Monday, March 24, 2008

"spring break"

Andrew left today as his spring break ended -- and the apartment feels empty (as it generally does after he leaves). Despite my needing to read at least a 100 pages a day, we still managed to do things:

- Saturday, a St. Patrick's Day party at Alex and Kaitlin's, where one of K.'s coworkers gave me a Buddhist meditation chant to use in lieu of anti-anxiety drugs prior to my oral exam.

- Sunday, a trip into SF to meet up with Rachel, Josh, and baby Joel for lunch (at the most bourgie and yummy food court ever) and a walk, and a visit to the Zeum carousel.

- Watched Ratatouille.

- Watched Michael Clayton.

- Hung out on the lawn, had tea with Sara.

- Ate out: Siam Royal downtown, Patxi's.

- Ate in: made sushi, lasagna, green curry, eggplant parm, corned beef (St. Patrick's dinner -- found out I can't process beef very well any longer).

- Had Saturday in Palo Alto (Patxi's, cupa) followed by reading on the terrace till the sunset, reading in the TA lounge together, watching Fight Club.

- Visited the farmer's market... read outside... had a dessert/wine night in the studios with Jill.

And somehow I still managed to read The Origin of Species, The Strange Case of Dr. Jekyll and Mr. Hyde, Morris's News From Nowhere, some of Wilde's essays (including De Profundis), and at least start Hardy's Jude the Obscure (bad choice to be reading while Andrew left).

Eek orals are coming up.

But looking forward to Andrew arriving in mid/late may for his internship: yay to the last separation!

Friday, March 07, 2008

katha pollitt: new hero

About a week ago, Charlotte Allen proved once again that being a woman doesn't translate into understanding women's issues, by publishing a piece of drivel in the WaPo about how women are "kind of dim." It was poorly researched, poorly argued, and resisted considering any counterarguments. Unfortunately, there are never a shortage of women who seem to loathe their own sex.
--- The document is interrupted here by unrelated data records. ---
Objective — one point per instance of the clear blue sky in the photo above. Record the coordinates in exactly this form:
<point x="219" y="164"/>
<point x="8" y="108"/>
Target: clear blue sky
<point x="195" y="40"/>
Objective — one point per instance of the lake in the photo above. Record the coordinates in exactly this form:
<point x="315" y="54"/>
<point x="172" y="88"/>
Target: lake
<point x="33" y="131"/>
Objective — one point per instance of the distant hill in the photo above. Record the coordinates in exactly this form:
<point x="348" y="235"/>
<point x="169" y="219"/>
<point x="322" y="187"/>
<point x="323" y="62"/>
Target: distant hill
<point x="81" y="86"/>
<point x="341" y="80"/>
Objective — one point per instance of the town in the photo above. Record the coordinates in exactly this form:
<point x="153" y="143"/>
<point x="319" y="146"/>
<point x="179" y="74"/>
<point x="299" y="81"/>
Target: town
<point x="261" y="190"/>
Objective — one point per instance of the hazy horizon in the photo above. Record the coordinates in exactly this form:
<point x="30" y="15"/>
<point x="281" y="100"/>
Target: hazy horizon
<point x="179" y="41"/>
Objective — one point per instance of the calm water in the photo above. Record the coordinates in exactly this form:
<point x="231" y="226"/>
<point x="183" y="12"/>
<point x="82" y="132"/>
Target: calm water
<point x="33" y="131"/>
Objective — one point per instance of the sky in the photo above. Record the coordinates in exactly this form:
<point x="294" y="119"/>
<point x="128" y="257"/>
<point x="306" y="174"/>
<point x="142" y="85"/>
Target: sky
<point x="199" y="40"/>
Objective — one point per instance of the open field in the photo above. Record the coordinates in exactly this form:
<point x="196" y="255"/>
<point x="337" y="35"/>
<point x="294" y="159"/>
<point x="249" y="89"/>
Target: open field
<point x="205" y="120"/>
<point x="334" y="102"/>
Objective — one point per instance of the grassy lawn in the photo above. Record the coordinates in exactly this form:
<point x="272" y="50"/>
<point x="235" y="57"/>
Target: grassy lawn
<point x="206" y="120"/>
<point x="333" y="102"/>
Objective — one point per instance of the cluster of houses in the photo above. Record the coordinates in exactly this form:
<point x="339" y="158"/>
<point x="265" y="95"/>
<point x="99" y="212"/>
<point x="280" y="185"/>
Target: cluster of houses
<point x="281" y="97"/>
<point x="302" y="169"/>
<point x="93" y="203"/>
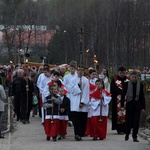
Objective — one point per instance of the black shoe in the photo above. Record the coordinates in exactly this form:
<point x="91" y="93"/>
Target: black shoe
<point x="135" y="140"/>
<point x="126" y="137"/>
<point x="1" y="137"/>
<point x="78" y="138"/>
<point x="54" y="138"/>
<point x="47" y="138"/>
<point x="23" y="121"/>
<point x="94" y="139"/>
<point x="28" y="122"/>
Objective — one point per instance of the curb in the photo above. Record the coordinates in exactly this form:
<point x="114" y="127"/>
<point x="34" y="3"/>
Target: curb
<point x="145" y="136"/>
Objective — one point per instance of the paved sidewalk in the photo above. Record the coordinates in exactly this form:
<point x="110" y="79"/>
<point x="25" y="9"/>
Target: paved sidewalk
<point x="32" y="137"/>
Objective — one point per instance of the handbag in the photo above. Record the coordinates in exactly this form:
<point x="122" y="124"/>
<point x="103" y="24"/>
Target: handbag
<point x="34" y="100"/>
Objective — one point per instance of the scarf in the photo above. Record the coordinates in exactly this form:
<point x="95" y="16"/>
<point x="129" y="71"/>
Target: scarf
<point x="129" y="94"/>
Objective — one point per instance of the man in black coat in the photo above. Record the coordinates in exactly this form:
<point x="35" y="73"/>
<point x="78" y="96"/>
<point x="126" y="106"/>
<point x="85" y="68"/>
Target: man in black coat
<point x="135" y="104"/>
<point x="118" y="90"/>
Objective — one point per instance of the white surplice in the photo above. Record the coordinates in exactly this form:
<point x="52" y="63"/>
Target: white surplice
<point x="79" y="95"/>
<point x="95" y="105"/>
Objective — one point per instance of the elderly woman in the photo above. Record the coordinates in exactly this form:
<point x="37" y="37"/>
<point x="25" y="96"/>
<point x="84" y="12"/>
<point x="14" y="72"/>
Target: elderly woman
<point x="2" y="98"/>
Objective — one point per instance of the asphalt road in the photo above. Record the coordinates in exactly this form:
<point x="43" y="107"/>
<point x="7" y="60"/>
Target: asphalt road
<point x="32" y="137"/>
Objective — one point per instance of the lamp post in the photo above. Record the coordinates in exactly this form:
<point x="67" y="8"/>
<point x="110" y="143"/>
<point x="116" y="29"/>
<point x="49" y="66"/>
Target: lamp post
<point x="87" y="57"/>
<point x="95" y="62"/>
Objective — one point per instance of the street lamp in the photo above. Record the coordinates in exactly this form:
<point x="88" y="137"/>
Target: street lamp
<point x="87" y="57"/>
<point x="95" y="62"/>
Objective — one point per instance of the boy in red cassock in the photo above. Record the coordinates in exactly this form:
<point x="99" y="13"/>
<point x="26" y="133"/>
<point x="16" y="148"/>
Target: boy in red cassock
<point x="99" y="111"/>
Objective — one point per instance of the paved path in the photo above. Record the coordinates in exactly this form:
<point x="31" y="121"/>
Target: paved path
<point x="32" y="137"/>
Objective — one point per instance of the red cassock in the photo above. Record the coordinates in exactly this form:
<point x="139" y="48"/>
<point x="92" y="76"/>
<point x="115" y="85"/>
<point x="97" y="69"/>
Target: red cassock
<point x="98" y="128"/>
<point x="63" y="127"/>
<point x="51" y="130"/>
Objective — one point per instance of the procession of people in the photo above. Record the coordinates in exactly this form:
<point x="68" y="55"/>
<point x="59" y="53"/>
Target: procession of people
<point x="68" y="94"/>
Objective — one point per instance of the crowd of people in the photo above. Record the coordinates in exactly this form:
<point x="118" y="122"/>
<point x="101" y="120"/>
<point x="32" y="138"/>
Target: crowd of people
<point x="71" y="95"/>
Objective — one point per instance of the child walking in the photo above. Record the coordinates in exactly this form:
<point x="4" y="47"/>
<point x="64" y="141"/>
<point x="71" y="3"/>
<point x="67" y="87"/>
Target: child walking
<point x="63" y="113"/>
<point x="52" y="105"/>
<point x="99" y="111"/>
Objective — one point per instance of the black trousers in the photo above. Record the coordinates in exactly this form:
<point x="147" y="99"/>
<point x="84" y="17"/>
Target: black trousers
<point x="132" y="118"/>
<point x="79" y="120"/>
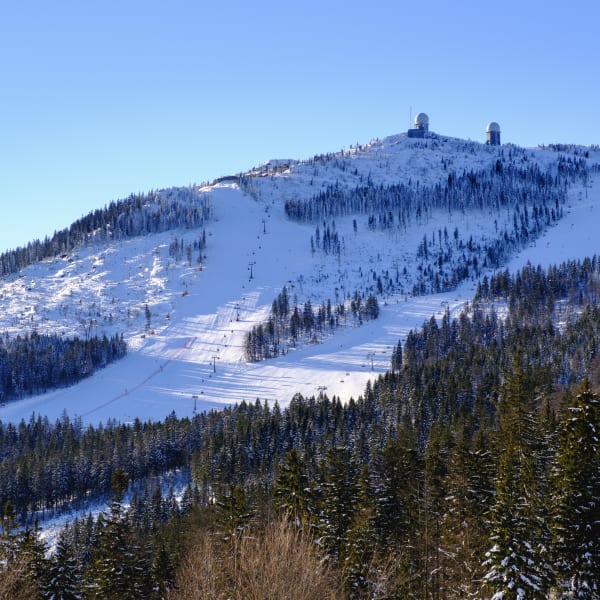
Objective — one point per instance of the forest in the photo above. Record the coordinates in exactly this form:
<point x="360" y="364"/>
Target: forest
<point x="35" y="363"/>
<point x="471" y="469"/>
<point x="139" y="214"/>
<point x="286" y="327"/>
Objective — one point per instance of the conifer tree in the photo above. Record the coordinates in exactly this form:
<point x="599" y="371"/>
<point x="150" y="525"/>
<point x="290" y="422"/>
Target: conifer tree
<point x="293" y="491"/>
<point x="64" y="578"/>
<point x="576" y="499"/>
<point x="517" y="567"/>
<point x="119" y="567"/>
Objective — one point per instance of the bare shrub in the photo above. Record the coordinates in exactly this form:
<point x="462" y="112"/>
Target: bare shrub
<point x="275" y="563"/>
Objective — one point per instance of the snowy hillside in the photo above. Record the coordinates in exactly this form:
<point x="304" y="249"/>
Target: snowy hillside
<point x="186" y="308"/>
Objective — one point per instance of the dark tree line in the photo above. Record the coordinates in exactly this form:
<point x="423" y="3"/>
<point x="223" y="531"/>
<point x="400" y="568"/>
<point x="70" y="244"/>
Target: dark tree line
<point x="35" y="363"/>
<point x="400" y="205"/>
<point x="470" y="469"/>
<point x="288" y="325"/>
<point x="139" y="214"/>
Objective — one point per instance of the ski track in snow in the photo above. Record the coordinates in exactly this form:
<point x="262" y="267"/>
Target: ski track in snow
<point x="193" y="358"/>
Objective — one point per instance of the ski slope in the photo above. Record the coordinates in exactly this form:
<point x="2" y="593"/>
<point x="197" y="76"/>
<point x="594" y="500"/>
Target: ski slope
<point x="191" y="357"/>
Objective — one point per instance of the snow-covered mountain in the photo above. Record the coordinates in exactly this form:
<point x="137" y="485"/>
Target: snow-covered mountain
<point x="412" y="222"/>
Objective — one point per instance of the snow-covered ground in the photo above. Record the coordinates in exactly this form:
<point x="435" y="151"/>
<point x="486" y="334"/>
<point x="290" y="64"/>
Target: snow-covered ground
<point x="190" y="355"/>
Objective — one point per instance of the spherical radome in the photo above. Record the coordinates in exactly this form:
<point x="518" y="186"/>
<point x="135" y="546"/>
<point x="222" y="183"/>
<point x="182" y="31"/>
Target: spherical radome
<point x="421" y="119"/>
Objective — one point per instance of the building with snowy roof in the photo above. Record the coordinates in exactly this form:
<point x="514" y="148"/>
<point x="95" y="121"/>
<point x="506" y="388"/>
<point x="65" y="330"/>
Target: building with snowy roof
<point x="421" y="128"/>
<point x="492" y="134"/>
So by taking Allen to task, Pollitt is officially my heroine of the day. The entire article is funny, articulate, and right on. It was hard to select just one chunk. Read the whole thing!


Why did Allen, by accounts a good reporter on religion in a previous life, write this silly piece? It's tempting to say she wrote it because she exemplifies the dimness and illogicality she describes -- after all, this is a woman who cheerfully claims not to be able to add much beyond 2+2. But I suspect that Allen, who works for the right-wing anti-feminist Independent Women's Forum, is just annoyed that so many educated middle-class women are cultural, social and political moderates and liberals. Democrats, in other words.

Girls swooning for Obama, Elizabeth Gilbert leaving her "perfectly okay husband" to eat, pray, love and write a huge best-seller, Meredith Grey and Dr. McDreamy smooching between surgeries, Hillary Clinton running for president instead of spending the rest of her life apologizing for her marriage -- it does indeed make a picture. But it isn't one of women's unique "stupidity" -- raise your hand if you think Hillary Clinton has a lower I.Q. than George W. Bush. What bothers Allen about this picture is that these women reject, with every fiber of their latte-loving beings, the abstinence-only, father-knows-best, slut-shaming crabbed misogyny of the Republican right.

A far more important question is this: Why did The Post publish this nonsense? I can't imagine a great newspaper airing comparable trash talk about any other group. "Asians Really Do Just Copy." "No Wonder Africa's Such a Mess: It's Full of Black People!" Misogyny is the last acceptable prejudice, and nowhere more so than in our nation's clueless and overwhelmingly white-male-controlled media. I can just picture the edit meeting: This time, let's get a woman to say women are dumb and silly! If readers raise too big a ruckus, Outlook editor John Pomfret can say it was all "tongue in cheek." Women are dingbats! Get it? Ha. Ha. Ha.

Here's a thought. Maybe there's another thing women can do besides fluff up their husbands' pillows: Fill more important jobs at The Washington Post. We should be half the assigning editors, half the writers, and half the regular columnists too (current roster of op-ed columnists: 16 men, two women). We've got those superior verbal skills, remember? Drastically increasing the presence of women isn't a foolproof recipe for gender fairness -- Allen is far from alone in her dislike of her sex -- but I have to believe a gender-balanced paper would reflect a broader view of women than The Post does at present.